Everyone deserves to feel beautiful and to be able to value their own bodies whether they are a size two or a size 32. Knowing your value and your own worth does not need to correlate in any way with the number on the scale. We all are worthy of love and most importantly, loving ourselves.

I want to end with this comment from my friend Rachel Estapa of MoreToLoveWithRachel.com.

I've learned that confidence is contagious -- when I do something I'm happy about in my life, I make a point to recognize it for myself and then share it. Confidence is taking tiny steps in the direction of where you want to go. It builds and the little things I do get bigger, and more people feel my excitement and then find it easier to go for what they want. And then one day, you look around and realize you've got a whole bunch of great things you see in yourself and great people around who support you too.

If you're still struggling to find your own self-worth, be sure to surround yourself with positive people that lift you up.
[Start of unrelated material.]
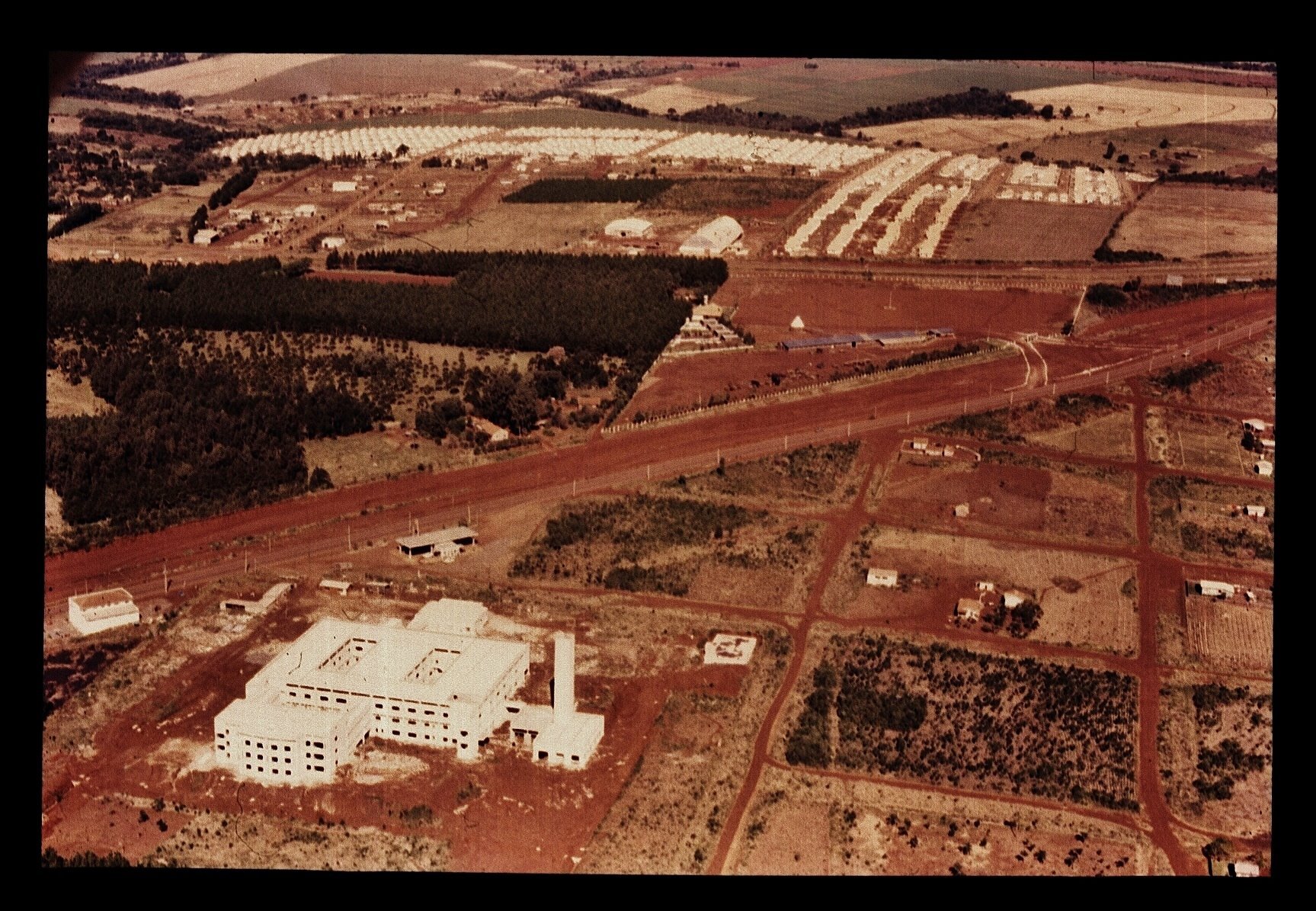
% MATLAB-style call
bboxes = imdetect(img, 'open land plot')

Get rid of the people who say little rude comments or who share their diet tips when you didn't ask for them. If you have toxic family members who say snarky things, it's time to cut way back on the amount of time you spend with them. You can even divorce family members if you have to. And, the one cool thing you can do right away is to remove any kind of negative crap from your social media feeds. Follow other body positive and sex positive people and cut out that other stuff that focuses on diets and get skinny quick pills and surgeries. Do what makes you feel good with the people that make you feel good. You can be 100lbs or 500lbs and have confidence bubbling out of you -- if you can just turn off that inner mean voice and tune out the shamers and haters.